И тотчас же заторопился словами и мотом головки, блистая очками на
пуговицы моего пиджака, одною рукою всучившись в карман пальтецо, а другой,
сжимающей книжку, рубя по груди моей; казалось мне, будто всплескался,
всплевался вдруг закипевший кофейник, с усилием намеревавшийся выкинуть
вместе с душистой кофейной струей и черную гущу; я ж - растерялся; явление
Гершензона ко мне взволновало меня; растерялся же я оттого, что он
растерялся; но, растерявшись, он покраснел; покраснев, рассердился;
рассердись, вздернул черную головку в барашковом колпачке; в лопотании
горловых, низких звуков, бьющих из рта от сердца, а может быть из
"подложечки", я долго не мог разобрать, чем же я, собственно, перед ним
провинился; и отчего так взволнован он; вероятно, он кипятился желанием
скорее пролиться струею горячего кофе, чтобы быть снятым с огня: удалиться
стремительно; горячий кофейник, закупорившись у носика гущею, не струит,
только дрожит и капает в чашку, хотя переполнен до края; после же сразу
хлынет душистым даром; так и маленькая фигурка, рубившая своей книжечкой
меня по груди, сперва заявила сознанию моему о себе только гущей
взволнованных звуков:
- "Я тут рядом... Пф... Пф... Живу... Гершензон... Так вот я и...

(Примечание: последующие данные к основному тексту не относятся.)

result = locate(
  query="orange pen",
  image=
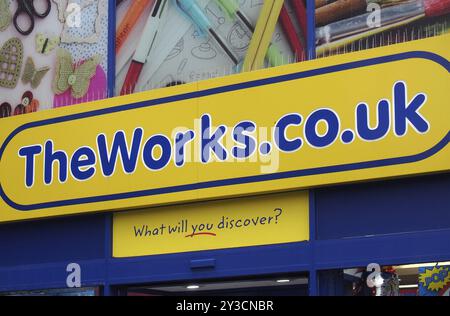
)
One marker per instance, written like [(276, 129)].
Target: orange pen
[(136, 9)]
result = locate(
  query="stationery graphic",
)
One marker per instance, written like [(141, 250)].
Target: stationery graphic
[(77, 78), (349, 25), (434, 281)]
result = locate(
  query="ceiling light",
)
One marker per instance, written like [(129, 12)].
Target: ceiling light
[(283, 281), (408, 286)]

пф... пф... зашел... Редактирую "Критическое обозрение"..."
Вдруг:
- "Не написали бы вы, Борис Николаевич, мне о книге Чулкова?"234
Этою фразой он так и хлестнул в меня, как кофейник струей; лицо его
задрожало, как лучиками, морщинками; вот тебе и угрожающий! Угрожающий вид -
просто робость: он был то застенчив, то дерзок; продолжая цепляться за
пуговицы моего пиджака, привставши на цыпочки, чтоб до меня дотянуться, он
приткнулся ко мне блеском двух огромных очков, и заработали у лица моего
большие, темные, точно взбухшие губы:
- "Вы можете высказаться так, как хотите; так, как в "Весах"... Пишите
все!"
И - откинулся, смерив меня снизу вверх, сжавши толстые губы; и жаром
обдал одобряющий пых из широких ноздрей.
Тут я принялся пред ним извиняться, не понимая и сам, в чем же именно;
он же, вскипев, рассердись неизвестно на что, прокричал, отскочив от меня и
грозя мне рукой своей:
- "Делаете большое, культурное дело: разоблачаете распущенность".

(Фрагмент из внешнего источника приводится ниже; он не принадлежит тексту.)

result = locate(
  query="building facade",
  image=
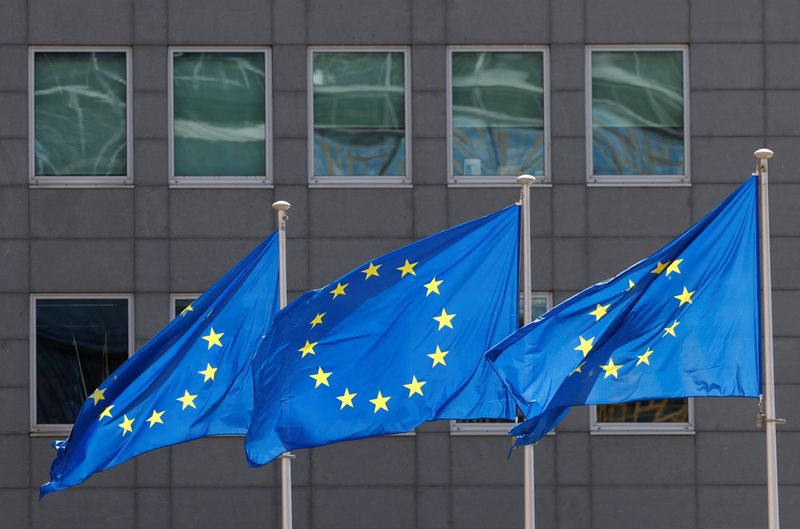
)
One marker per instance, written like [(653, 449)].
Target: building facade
[(143, 141)]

Я от этого даже присел: за "большое культурное дело" от всех получал я
лишь град обвинений:
- "Да разве так пишут?"
- "Не говорите мне: Белый совсем исписался".
- "Его рецензии о Чулкове ведь верх неприличия!" Тут же строжайший,
взыскательнейший Гершензон, которого я так заочно боялся, - стоит и кричит
на меня:
- "Очень хорошо пишете!"
Я, от растера, пустился было в объяснения; и запорол просто чушь, - что
мог бы писать и иначе в "Критическом обозрении"; я могу-де писать и
серьезней; но был оборван:
- "Этого не надо: главное, пишите крепче... Чем резче, тем лучше...
Имеете право на это..."2
И опять . рассердись, освирепев, покраснев, стал поплевывать, кипя, как
кофейник; горлышко вновь закупорилось; я, перетерянный и взволнованный этой
лаской (я понял: свирепость его - форма ласки), пустился стаскивать с него
пальтецо, чтоб ввести в кабинет; он, оттолкнув меня и окончательно обозлясь,
залопотошил большими губами, что времени нет; и сунул адрес; и - был таков:
точно унес он чужие калоши, их скрыв под пальто, и боялся погони, пустился
из двери стремительно пересчитывать ступени лестницы; я вышел за ним; и
увидел подпрыгивающий барашковый колпачок все ниже и ниже; и думал: у этого
почтенного деятеля темперамент воистину негрский, а прыткость мальчишеская.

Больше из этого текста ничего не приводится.